Microsoft once again has leveraged its cloud-scale deployment of storage and compute resources to create an advanced analytics capability that wouldn’t feasible to deploy on-premises. Like the compute intensive Azure Machine Learning service, there’s no on-premises variant of Azure Data Lake expected. It’s another sign that Microsoft’s advanced analytics innovation has taken a cloud-only strategy.
Real-time multi-dimensional pricing
One of the first published benefits of cloud services, nearly five years ago now, was their pay-per-use charging model. Rather than paying all of the time for tech to be powered on in your own data centre, you could just pay for a cloud service as and when you need it. In reality, you often now pay for PaaS services according to three dimensions: pay for Storage, pay for Features and pay for Compute.
Microsoft used some of those principles in the pricing model for the Azure SQL Data Warehouse service by separating the cost of data storage from the cost of the compute resources used by queries. This means you only need to pay for compute when you need it and only for as much as you need.

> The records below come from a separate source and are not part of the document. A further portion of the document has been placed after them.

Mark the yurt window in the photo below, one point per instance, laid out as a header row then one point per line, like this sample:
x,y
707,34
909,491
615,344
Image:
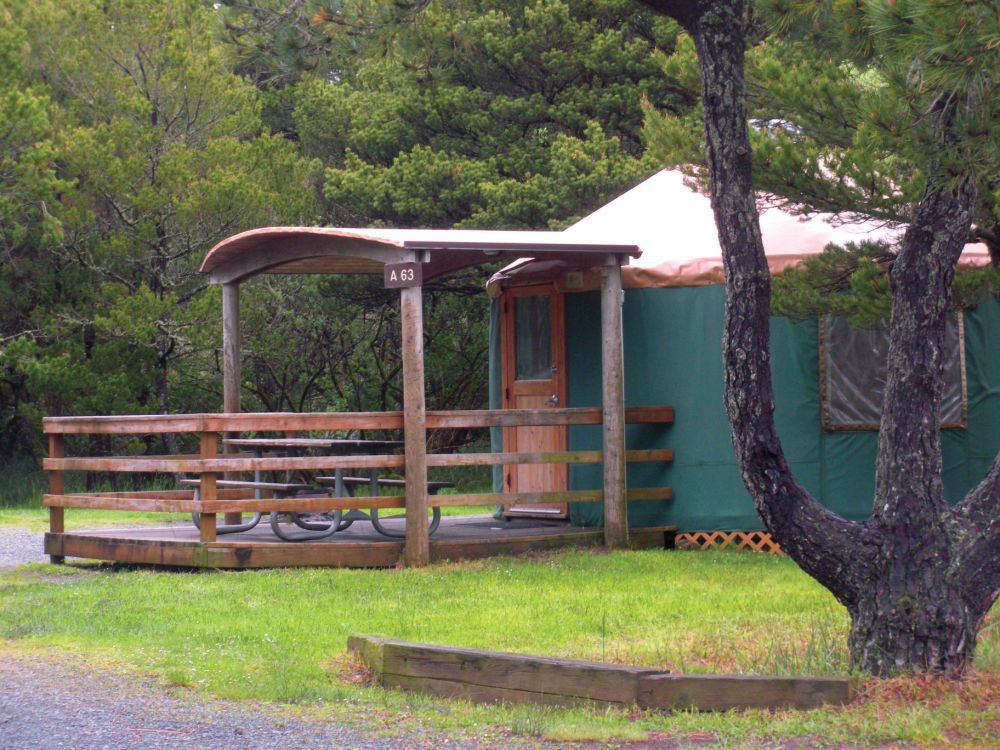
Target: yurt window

The Azure Data Lake pricing model also separates out the cost of data storage from the cost of the compute resources used to run queries. However, it also allows you to determine how much compute resource gets used to execute its large distributed queries. This gives the option of cheap but slow queries or faster but more expensive queries – you get to decide. Yet again, we can see Microsoft creating very flexible commercial models compared to its traditional on-premises software licensing models.
A universal query language
The strength of a programming language normally reflects the type of work it was designed to do. In the Microsoft world, we know that T-SQL is good at querying structured data, R at performing statistics queries and C# at performing application logic.
The final insight into Microsoft’s analytics strategy that Azure Data Lake gives us is the fact that the it can query both unstructured data stored using HDFS and structured data stored using Azure SQL Data Warehouse – in a single query written in an expressive language. To do this, it has created U-SQL, short for Universal-SQL, that will look familiar enough to database developers, data scientists and application developers to allow them to get querying on day one. While U-SQL isn’t a massive deviation from any of Microsoft’s previous, I still expect it to reappear in future analytics services.
The Microsoft Azure Data Lake service might still be in its public preview phase, but it’s already given us some clear insights into how Microsoft is evolving its analytics capabilities.